Thick binders with years of detailed reports on the region’s key infrastructure operations, including Kennedy and LaGuardia airports and the Midtown Manhattan bus terminal, were kept in the executive office.
And tucked away in the basement were thousands of original glass slides showing the early 1900s rail work that later became part of the PATH train system that carries New Jersey commuters under the Hudson River to Manhattan.
All were pieces of the rich history of the Port Authority of New York and New Jersey, the sprawling bistate transportation and infrastructure agency that built the World Trade Center and was headquartered in the North Tower. All were destroyed in the Sept. 11 terror attacks.
Now the Port Authority has begun to recover some of this lost history two decades after the devastating World Trade Center attacks that killed 84 of its employees, including the executive director, police officers, engineers, legal counsels, secretaries, property managers and mailroom clerks.

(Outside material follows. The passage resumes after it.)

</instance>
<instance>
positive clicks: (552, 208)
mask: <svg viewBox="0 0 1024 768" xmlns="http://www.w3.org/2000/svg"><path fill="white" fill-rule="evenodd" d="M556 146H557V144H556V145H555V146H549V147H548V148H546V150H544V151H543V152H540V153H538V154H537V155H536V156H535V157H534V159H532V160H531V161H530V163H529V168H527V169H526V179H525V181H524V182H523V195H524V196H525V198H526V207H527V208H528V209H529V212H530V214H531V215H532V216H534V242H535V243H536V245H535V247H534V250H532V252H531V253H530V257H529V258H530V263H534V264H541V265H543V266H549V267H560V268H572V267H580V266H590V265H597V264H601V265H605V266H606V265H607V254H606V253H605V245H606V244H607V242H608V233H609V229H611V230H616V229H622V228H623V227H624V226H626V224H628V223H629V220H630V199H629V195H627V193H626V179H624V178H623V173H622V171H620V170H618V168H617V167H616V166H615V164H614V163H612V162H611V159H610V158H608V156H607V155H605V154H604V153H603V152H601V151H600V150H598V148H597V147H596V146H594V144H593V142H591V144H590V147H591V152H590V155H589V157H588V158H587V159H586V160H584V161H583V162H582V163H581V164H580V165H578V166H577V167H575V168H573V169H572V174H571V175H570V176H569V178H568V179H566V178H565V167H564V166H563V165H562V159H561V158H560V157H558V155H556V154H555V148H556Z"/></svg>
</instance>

The Port Authority has collected hundreds of old photographs, documents and artifacts since the attacks. Many items — including a giant bronze plaque of the Port Authority seal and letters written by former employees about day-to-day operations — were donated by the agency’s network of 6,441 retirees and their families.
The agency — originally called the Port of New York Authority — was created by a 1921 interstate compact authorized by Congress after a century of disputes between New York and New Jersey over rail freights, boundary lines and control of the vital harbor that sits between them.
“It was a total lack of cooperation,” said Angus Kress Gillespie, a professor of American Studies at Rutgers University in New Brunswick. “The lack of cooperation resulted in a lack of infrastructure — no bridges, no tunnels, nothing.”
As a result, freight was carried to the region on rail lines that ended in New Jersey and had to be put onto slow barges to reach ships in New York Harbor, resulting in delays and a bottleneck.
But the Port Authority changed all that, building and operating a series of major crossings, including the George Washington Bridge and the Lincoln Tunnel, and laying the infrastructure for one of the country’s busiest ports. The agency, which has no taxing power but is funded through tolls, user fees and rents, expanded to include the region’s main airports.
It was Austin J. Tobin, then the executive director of the Port Authority, who partnered with the banker and philanthropist David Rockefeller in the 1960s to plan the 110-story twin towers in Lower Manhattan. Mr. Tobin wanted a building big enough to bring together the region’s shipping and maritime industry under one roof to increase efficiency, and many companies did come, but it was not enough to fill up the World Trade Center, Prof. Gillespie said.